In what frankly struck me as a rather gimmicky move by Roger Zelazny, the chapters of Roadmarks are all titled either One or Two; the first chapter is called “Two” and they alternate from there. The One chapters are linear and relate Red’s ongoing adventures. The Twos, about his would-be assassins and other characters that Red meets up with on the Road, are nonlinear and almost completely random. Zelazny told the story that he put all of the Two chapters on pieces of paper, shuffled them up and simply inserted them into his draft of the book in that order, although he admitted that his publisher eventually convinced him to put at least a few of these chapters in an order that made a little more sense.

Like the other two experimental novels I’ve read by Zelazny in recent months, A Night in the Lonesome October and Doorways in the Sand, Roadmarks is essentially one big mental puzzle, where Zelazny is hiding the ball from the reader on exactly what’s going on until you get quite deep into the novel. To get any real enjoyment out of these quirky and rather humorous novels, you just have to be on board with that approach and roll with it. For Roadmarks I had an entire page of notes that I took on each chapter of the book, just to try to keep all of the players and moving parts straight in my mind. It was definitely a challenging mental exercise!

(16) PLANETARY SOCIETY. Robert Picardo is on set with Bill Nye recording a video series about A.I., but he still has time for The Planetary Post

(17) LET THERE BE LIGHT. These signals are believed to date to about 180 millions years after the Big Bang: Cnet reports, “Stars billions of years old drop big clue to early universe”.

Astronomers have picked up a radio signal from the moment the lights went on in the universe billions of years ago, and they’ve discovered some surprises embedded in it. No, not aliens, but potential evidence of something just as mysterious and elusive.

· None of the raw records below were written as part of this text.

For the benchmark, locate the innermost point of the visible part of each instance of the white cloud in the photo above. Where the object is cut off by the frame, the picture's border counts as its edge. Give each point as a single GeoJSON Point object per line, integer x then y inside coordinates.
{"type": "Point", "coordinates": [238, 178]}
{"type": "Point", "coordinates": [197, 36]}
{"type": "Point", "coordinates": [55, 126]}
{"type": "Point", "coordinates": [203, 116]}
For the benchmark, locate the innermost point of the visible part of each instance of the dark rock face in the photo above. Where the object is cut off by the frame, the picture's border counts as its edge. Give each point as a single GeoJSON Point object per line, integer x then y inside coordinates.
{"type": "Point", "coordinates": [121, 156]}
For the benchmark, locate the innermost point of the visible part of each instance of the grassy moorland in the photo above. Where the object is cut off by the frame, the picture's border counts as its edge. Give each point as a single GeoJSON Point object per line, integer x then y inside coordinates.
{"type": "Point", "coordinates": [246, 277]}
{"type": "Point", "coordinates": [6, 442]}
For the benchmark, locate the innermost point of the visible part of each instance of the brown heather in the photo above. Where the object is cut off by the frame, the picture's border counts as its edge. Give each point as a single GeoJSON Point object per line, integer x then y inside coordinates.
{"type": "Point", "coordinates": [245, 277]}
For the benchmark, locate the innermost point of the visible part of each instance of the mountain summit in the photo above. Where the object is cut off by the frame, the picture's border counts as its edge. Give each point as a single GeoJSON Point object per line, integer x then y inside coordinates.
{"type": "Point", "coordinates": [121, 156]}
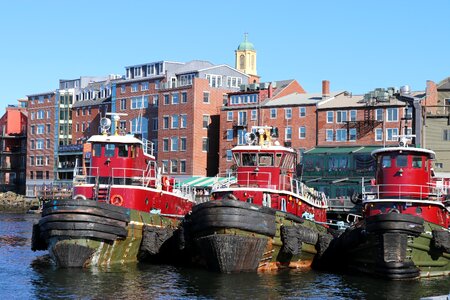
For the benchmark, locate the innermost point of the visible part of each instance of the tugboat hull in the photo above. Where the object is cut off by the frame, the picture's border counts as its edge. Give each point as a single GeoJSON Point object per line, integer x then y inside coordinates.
{"type": "Point", "coordinates": [231, 236]}
{"type": "Point", "coordinates": [392, 246]}
{"type": "Point", "coordinates": [84, 233]}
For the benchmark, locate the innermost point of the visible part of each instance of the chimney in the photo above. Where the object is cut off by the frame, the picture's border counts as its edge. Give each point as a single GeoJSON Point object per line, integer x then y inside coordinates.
{"type": "Point", "coordinates": [270, 92]}
{"type": "Point", "coordinates": [325, 89]}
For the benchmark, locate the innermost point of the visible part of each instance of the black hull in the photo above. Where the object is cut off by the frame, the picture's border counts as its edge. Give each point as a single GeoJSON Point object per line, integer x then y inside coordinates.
{"type": "Point", "coordinates": [231, 236]}
{"type": "Point", "coordinates": [391, 246]}
{"type": "Point", "coordinates": [83, 233]}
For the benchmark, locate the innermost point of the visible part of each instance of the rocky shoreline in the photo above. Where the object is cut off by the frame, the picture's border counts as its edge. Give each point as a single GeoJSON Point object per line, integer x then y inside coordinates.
{"type": "Point", "coordinates": [12, 202]}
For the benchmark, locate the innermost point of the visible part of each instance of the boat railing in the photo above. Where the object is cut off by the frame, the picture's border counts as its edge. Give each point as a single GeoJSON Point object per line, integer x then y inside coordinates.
{"type": "Point", "coordinates": [85, 175]}
{"type": "Point", "coordinates": [132, 176]}
{"type": "Point", "coordinates": [304, 191]}
{"type": "Point", "coordinates": [148, 147]}
{"type": "Point", "coordinates": [403, 191]}
{"type": "Point", "coordinates": [247, 179]}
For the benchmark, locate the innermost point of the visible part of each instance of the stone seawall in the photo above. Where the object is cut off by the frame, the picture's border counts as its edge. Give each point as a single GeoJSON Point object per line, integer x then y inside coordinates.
{"type": "Point", "coordinates": [12, 202]}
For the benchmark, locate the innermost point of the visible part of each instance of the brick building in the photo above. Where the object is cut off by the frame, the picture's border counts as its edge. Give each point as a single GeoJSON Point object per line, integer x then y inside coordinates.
{"type": "Point", "coordinates": [40, 141]}
{"type": "Point", "coordinates": [281, 104]}
{"type": "Point", "coordinates": [376, 118]}
{"type": "Point", "coordinates": [13, 126]}
{"type": "Point", "coordinates": [176, 106]}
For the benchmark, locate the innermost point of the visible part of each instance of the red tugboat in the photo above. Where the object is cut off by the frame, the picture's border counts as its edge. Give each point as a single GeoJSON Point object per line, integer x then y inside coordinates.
{"type": "Point", "coordinates": [122, 209]}
{"type": "Point", "coordinates": [262, 218]}
{"type": "Point", "coordinates": [406, 215]}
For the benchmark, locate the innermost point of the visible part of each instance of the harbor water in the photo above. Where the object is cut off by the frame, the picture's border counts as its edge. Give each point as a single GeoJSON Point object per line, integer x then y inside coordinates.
{"type": "Point", "coordinates": [25, 274]}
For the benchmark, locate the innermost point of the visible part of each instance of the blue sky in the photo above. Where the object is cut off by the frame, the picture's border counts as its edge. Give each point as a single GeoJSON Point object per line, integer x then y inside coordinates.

Using a sensitive antenna only about the size of a table in the Australian desert, scientists managed to isolate the very faint signal of primordial hydrogen, part of the cosmic afterglow from the Big Bang.  But the ancient signal from this basic building block of the universe also carries the imprint of some of the first light from the very first stars ever.

(18) PERSISTENCE. Scientists consider an inhospitable desert: “Atacama’s lessons about life on Mars”.

Even in the driest places on Earth there is life eking out an existence, it seems.

Scientists have examined the soils in those parts of the Atacama desert that may not see any rains for decades.

Still, the team led from the Technical University of Berlin, Germany, found evidence of microbes that have adapted to the extreme conditions.

These hardy organisms are of interest because they may serve as a template for how life could survive on Mars.

[Thanks to Steve Green, Paul Weimer, Cat Eldridge, Greg Hullender, Chip Hitchcock, JJ, John King Tarpinian, jayn, Martin Morse Wooster, Andrew Porter, Matthew Kressel, and Carl Slaughter for some of these stories. Title credit goes to File 770 contributing editor of the day Camestros Felapton.]

101 thoughts on “Pixel Scroll 2/28/18 Crying “Pixels And Scrolls Alive, Alive, Oh!”

  1. @Xtifr —

    Note that those three are the only southern states where spicy food is popular, just to start.

    Ummm. What?

    Have you heard of Nashville hot chicken?

    Southern hot chow chow?

    Hot pickled okra?

    Hot pickled **eggs**, for heaven’s sake?

    Methinks you haven’t been around the South enough.